A daughter will have to lead the same agonising life.

Enslaved, tortured, suppressed.

Let her go before she actually exists. Before she questions

The system and is raped for doing do.

I often ask God about gender equations, hoping He will answer.

He. God is a man.

But He did / does have a mother right?

It is the men who fail their mothers.

They make the rules, set the limitations.

Whose social function is what.

Who is to wear what, who is to say what.

According to the poll, figure hugging

Jeans are more provocative than sarees.

Must’ve been loads of men who logged on. Smirking.

Deciding the dress code for women.

All who have failed their mothers.

The other day a man teased me on the road.

Same as happens to so many women.

I was disgusted, then guilty.

May be it was the trousers and jacket?

Should I stop wearing long skirts with slits?

Sleeveless blouses?

Should I cover my arms and legs?

Hijaab. Barely enough to be able to see?

Oil my hair? No make-up, not even lip balm?

Look my little toe can be seen!

Eve tempted Adam!

Swathes won’t tempt him now, neither will a blunted mind.


I am asphyxiating, I am blinded, my feet swaddled.

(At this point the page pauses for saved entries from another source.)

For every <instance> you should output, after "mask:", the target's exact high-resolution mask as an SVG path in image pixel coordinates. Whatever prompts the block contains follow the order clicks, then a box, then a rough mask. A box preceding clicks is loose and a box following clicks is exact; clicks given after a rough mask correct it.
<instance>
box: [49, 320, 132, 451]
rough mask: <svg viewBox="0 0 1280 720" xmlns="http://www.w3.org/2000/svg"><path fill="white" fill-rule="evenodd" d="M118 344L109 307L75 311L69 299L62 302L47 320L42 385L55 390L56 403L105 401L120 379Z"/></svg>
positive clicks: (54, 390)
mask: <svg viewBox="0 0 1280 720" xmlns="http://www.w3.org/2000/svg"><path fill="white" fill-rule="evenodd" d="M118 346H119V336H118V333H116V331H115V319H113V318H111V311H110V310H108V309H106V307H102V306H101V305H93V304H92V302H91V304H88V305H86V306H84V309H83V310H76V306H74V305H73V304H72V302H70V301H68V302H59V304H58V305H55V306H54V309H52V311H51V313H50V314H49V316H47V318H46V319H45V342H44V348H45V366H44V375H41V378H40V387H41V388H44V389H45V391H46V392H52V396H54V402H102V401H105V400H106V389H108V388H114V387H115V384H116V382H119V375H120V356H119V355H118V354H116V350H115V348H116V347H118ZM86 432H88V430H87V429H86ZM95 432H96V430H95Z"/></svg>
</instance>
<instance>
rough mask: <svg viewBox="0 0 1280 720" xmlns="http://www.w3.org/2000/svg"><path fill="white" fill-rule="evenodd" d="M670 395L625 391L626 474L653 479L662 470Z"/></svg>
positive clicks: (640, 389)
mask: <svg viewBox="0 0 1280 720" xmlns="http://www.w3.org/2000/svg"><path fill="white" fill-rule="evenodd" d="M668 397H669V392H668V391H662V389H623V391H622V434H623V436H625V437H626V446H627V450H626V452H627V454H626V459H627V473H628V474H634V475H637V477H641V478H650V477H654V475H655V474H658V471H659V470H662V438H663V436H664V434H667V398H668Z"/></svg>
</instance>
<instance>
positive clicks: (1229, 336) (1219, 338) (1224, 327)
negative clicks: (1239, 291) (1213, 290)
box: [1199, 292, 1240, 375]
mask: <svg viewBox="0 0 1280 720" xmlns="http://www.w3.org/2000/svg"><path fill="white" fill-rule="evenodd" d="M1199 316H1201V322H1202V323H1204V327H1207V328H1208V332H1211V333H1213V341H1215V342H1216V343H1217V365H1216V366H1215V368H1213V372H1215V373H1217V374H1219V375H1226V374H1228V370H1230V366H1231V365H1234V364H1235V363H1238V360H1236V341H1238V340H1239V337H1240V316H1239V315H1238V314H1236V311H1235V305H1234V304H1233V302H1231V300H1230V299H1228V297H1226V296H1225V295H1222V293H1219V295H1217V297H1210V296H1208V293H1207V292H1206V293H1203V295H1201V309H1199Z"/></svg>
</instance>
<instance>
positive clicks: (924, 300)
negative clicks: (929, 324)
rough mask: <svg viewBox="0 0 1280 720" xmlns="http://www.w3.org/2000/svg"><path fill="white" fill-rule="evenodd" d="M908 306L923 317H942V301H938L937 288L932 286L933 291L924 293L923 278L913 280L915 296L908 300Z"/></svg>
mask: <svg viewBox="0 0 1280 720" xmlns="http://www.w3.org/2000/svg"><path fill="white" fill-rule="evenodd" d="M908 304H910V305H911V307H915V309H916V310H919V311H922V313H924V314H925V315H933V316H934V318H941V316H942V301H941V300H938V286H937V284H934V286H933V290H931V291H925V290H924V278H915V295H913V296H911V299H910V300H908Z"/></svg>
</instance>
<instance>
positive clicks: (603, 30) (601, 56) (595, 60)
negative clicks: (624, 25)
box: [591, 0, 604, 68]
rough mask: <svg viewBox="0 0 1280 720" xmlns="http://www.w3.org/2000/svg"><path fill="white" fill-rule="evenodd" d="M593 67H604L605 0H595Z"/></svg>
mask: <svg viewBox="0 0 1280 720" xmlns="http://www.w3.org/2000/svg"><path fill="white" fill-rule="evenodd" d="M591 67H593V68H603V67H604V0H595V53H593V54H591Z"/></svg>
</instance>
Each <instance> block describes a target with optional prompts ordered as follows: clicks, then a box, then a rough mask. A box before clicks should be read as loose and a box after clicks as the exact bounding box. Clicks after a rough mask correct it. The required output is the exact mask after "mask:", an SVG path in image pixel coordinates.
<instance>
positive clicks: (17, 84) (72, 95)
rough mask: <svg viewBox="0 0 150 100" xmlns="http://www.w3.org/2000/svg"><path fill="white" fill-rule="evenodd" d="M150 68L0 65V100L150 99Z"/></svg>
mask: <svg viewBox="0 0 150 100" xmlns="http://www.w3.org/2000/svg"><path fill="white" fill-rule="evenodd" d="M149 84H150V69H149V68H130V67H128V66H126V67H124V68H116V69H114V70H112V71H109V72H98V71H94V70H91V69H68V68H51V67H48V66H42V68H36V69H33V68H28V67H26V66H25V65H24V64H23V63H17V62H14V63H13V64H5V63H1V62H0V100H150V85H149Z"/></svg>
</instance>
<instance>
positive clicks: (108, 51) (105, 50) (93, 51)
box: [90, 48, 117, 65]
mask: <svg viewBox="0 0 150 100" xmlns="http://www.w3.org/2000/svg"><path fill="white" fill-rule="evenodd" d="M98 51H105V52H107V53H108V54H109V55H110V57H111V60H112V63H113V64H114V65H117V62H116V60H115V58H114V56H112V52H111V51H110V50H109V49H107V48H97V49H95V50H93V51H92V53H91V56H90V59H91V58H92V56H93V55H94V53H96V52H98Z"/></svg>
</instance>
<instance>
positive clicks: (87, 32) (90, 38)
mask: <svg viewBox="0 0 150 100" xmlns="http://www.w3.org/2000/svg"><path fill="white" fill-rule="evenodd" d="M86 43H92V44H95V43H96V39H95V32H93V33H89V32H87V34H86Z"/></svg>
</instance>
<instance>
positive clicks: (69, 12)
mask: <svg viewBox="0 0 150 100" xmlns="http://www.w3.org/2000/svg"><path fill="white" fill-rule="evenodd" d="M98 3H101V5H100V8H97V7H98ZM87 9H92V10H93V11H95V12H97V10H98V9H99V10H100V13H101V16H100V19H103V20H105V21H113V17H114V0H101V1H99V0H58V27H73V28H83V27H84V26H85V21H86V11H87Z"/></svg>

For whom are you celebrating Women’s Day?

Who is celebrating Women’s Day?

A few shopping malls and dotcoms.

Buy gifts for the woman in your life …

As if they don’t matter the rest of the time.


I may be breaking the glass ceiling but another of

My sisters is being denied existence. One is being

Teased and raped, one is being burnt.

One more sold in the market.


A lone day to be put on a pedestal and trampled on

On the others.

No. No tokens.

Give me the whole year. Give me my whole life.

Give me choice.

The right to education, to health,

Food, clothes, shelter, clean toilets.

Give me my right to decide.

Love, marriage, children, work.

To move freely-anytime, anywhere.

Breathe uncloistered air. Sweet, unsuppressed, uplifting air.

Let me have all that.

Let me live the way I want to-and I can give back more.

This world exists because of me.

Nature is me.

That koel on the mango tree is me.

The cool, white glow on starry nights is me.

I am warmth and compassion.

The musty fragrance of wet earth now captured and bonded

Give me back my freedom

Let me live the way I want. Let me show you how to live.